Jaspers described the Axial Age as "an interregnum between two ages of great empire, a pause for liberty, a deep breath bringing the most lucid consciousness".[11] To the extent that the Axial Age represents an in-between period, a period where old certainties had lost their validity and where new ones were still not ready, it has also been suggested that the Axial Age can be considered a historically liminal period.[12]Jaspers was particularly interested in the similarities in circumstance and thought of the Age's figures. These similarities included an engagement in the quest for human meaning[13] and the rise of a new elite class of religious leaders and thinkers in China, India and the Occident.[14] The three regions all gave birth to, and then institutionalized, a tradition of travelling scholars, who roamed from city to city to exchange ideas. After the Spring and Autumn period and the Warring States period, Taoism and Confucianism emerged in China. In other regions, the scholars were largely from extant religious traditions; in India, Hinduism, Buddhism, Jainism; in Persia, the religion of Zoroaster; in Canaan, Judaism; and in Greece, sophism and other classical philosophy.

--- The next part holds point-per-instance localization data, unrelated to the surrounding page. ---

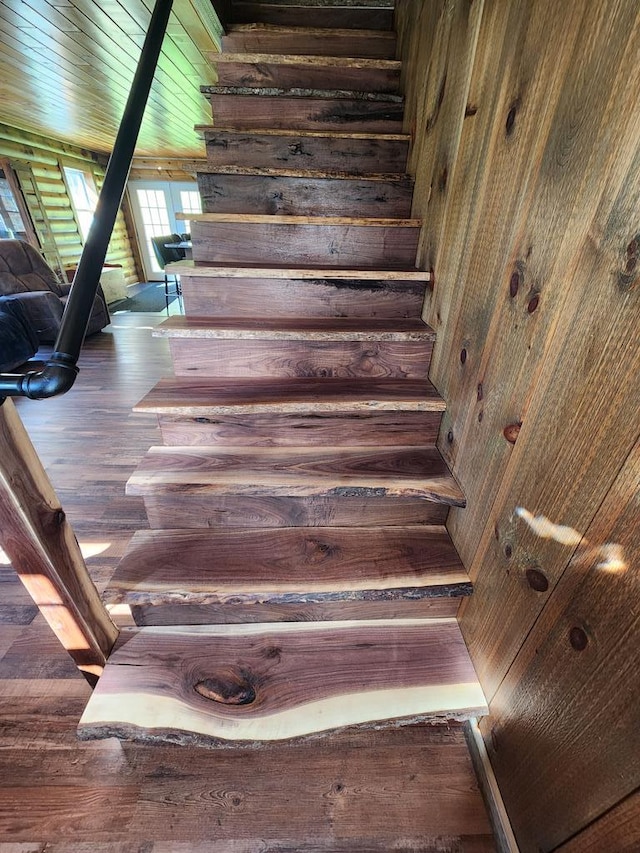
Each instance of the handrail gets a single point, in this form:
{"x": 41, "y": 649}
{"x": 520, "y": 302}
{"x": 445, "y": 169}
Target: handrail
{"x": 60, "y": 370}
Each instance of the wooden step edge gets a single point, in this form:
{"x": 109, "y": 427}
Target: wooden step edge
{"x": 330, "y": 221}
{"x": 190, "y": 268}
{"x": 304, "y": 60}
{"x": 269, "y": 131}
{"x": 353, "y": 4}
{"x": 288, "y": 566}
{"x": 277, "y": 29}
{"x": 299, "y": 92}
{"x": 205, "y": 168}
{"x": 291, "y": 472}
{"x": 204, "y": 399}
{"x": 219, "y": 329}
{"x": 252, "y": 684}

Jaspers argues that these characteristics appeared under similar political circumstances: China, India and the Occident each comprised multiple small states engaged in internal and external struggles.
Anthropologist David Graeber has pointed out that "the core period of Jasper's Axial age [...] corresponds almost exactly to the period in which coinage was invented. What's more, the three parts of the world where coins were first invented were also the very parts of the world where those sages lived; in fact, they became the epicenters of Axial Age religious and philosophical creativity."[15] Drawing on the work of classicist Richard Seaford and literary theorist Marc Shell on the relation between coinage and early Greek thought, Graeber argues that an understanding of the rise of markets is necessary to grasp the context in which the religious and philosophical insights of the Axial age arose. The ultimate effect of the introduction of coinage was, he argues, an "ideal division of spheres of human activity that endures to this day: on the one hand the market, on the other, religion."[15]